I NEVER thought I would hear my wife say the sentence “So Joan has 20 frogs.” It hung in the evening air, peculiar and somehow rather exotic, waiting for us to examine it further.
“That’s quite a lot of frogs for one small pond,” she continued as we walked through the village.
“Sounds like a serious collection to me; how does Joan know there are 20?”
“I think she frogmarches them all out every morning for a head-count,” I said matter-of-factly.
My wife was duly impressed, but remained slightly concerned because she has never been what you might call a huge fan of frogs, particularly the type I had just described. In fact, when I said they were as big as my hands and a slimy camouflage green, she shuddered and fell strangely quiet.
“With eyes like black glass beads,” I added for effect, “that stared right back at you, almost questioningly, I thought.”
My wife considered this scene for a moment.
“So how many did you actually see staring right back at you, questioningly?” she asked hesitantly, her moonlit face showing a temporary wince.
I said I had seen maybe a dozen, although it was hard to tell since the pond water was quite murky and full of floating plants.

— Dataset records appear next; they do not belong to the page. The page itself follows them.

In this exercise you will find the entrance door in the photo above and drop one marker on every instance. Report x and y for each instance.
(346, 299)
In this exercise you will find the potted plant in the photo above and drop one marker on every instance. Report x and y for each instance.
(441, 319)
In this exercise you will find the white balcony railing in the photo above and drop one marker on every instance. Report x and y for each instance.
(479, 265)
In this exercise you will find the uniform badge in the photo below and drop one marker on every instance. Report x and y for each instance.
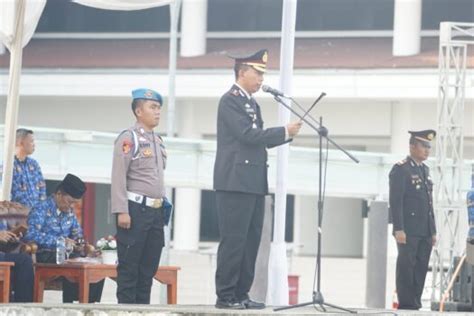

“But at one point you would have thought the whole pond was just one giant frog,” I added enthusiastically. “They were all jumping over one another and slipping off and sliding around.”
There was a lot more of that kind of thing, but I was speaking to myself. My wife had been triggered into flight and I had been left walking alone down a delightfully-spooky, moonlit road that shimmered before me like a huge reptile.
In reality, my frog encounter had actually been slightly charming. I had heard them when I was standing at the door of Joan’s gallery, the hard-to-pronounce Tolquhon, near Tarves.
For a moment, I thought it might be my stomach grumbling for its lunch because it’s not often you hear a chorus of frogs in this country, particularly in someone’s garden.
“That’s our frogs you’re hearing,” said Joan, much to my relief.
“I didn’t realise you kept frogs,” I replied, all fired up at the thought.
“We don’t keep them as such,” corrected Joan. “They keep themselves in our pond.”
“Low maintenance, then; sounds like my kind of pets,” I mused as we walked down to the pond.
There was nothing to see at first, just a rather nice, larger-than-average-sized garden pond full of floating plants. The gallery sits on the crest of a hill, so I imagined the frogs must get a lovely view from this position.
Then one of them popped up, then another and before long at least a dozen of these large dark-green frogs were staring up at us, like spellbound princes waiting for the charm-breaking kiss to release them from their watery limbo.
If this was a fairytale fantasy film, all these frogs would have been visitors to the gallery that had fallen under Joan’s wicked spell and I was probably her next victim.
This was probably how she lured you in, a nice little trip down to the bottom of the garden to meet the frogs and then, bam, you are in the water and there is an amphibian slithering all over you.
Word had obviously got out because more frogs now turned up to meet us. Some sprawled out, long-legged and lazy, while others huddled in dopey-looking groups. Others just bobbed between the waterweed, trying to look coy and cute and, dare I say it, actually succeeding.
“They are strangely cute,” I said, and Joan agreed.
Then, as if we weren’t impressed enough, they spoiled it and started cavorting in what can best be described as a procreative fashion. Obviously, frogs have very high embarrassment thresholds, so we left them to it.
But they had obviously made quite an impression on me, to the extent that I reckon I must have been frog-tuned because, suddenly in the moonlit road in front of me, I saw one. Normally, I would have missed it and yet now in the half-dark it seemed quite obvious.
I called on my wife, who had the torch, and told her about my discovery, but she didn’t believe me.
“Honestly,” I shouted back. “It’s a huge frog; it must be the season for them.”
I reckoned it was probably between ponds and had been frightened by the torchlight.
“I’ll have to move it off the road,” I shouted to my wife.
“Well you can move it on your own,” she called back. “I’m not a paid-up member of frog rescue.”
I decided there was nothing for it but to run down and get the torch then bolt back before any traffic turned up and try to cajole the frog on to the safety of the verge. If necessary, I was prepared to pick it up, wearing one of my wife’s gloves, of course.
But just as I reached my wife, a car came over the hill, drove straight over the spot where I had left the frog and sped past us. My wife let out a small scream and then we stood in silence staring back up the road, where apparently I had thoughtlessly left an innocent frog to fend for itself against a big evil car.
“Well that’s probably the end of Freddie,” announced my wife emotionally.
“Freddie?” I said. “Who the heck’s Freddie?”
“Hopefully he didn’t feel a thing,” continued my wife.
A hundred yards on, my wife decided I had to go back and check on Freddie, so I did and took the torch with me. There was no sign of him, just a small mound of freshly flattened mud where I had left him. Apparently, my frog-spotting expertise owed a lot to my imagination.
“Looks like he made it,” I told my wife.
“Not one of Joan’s, then?” she asked.
“Hard to tell,” I said. “You know how it is: you’ve seen one frog you’ve seen 20.”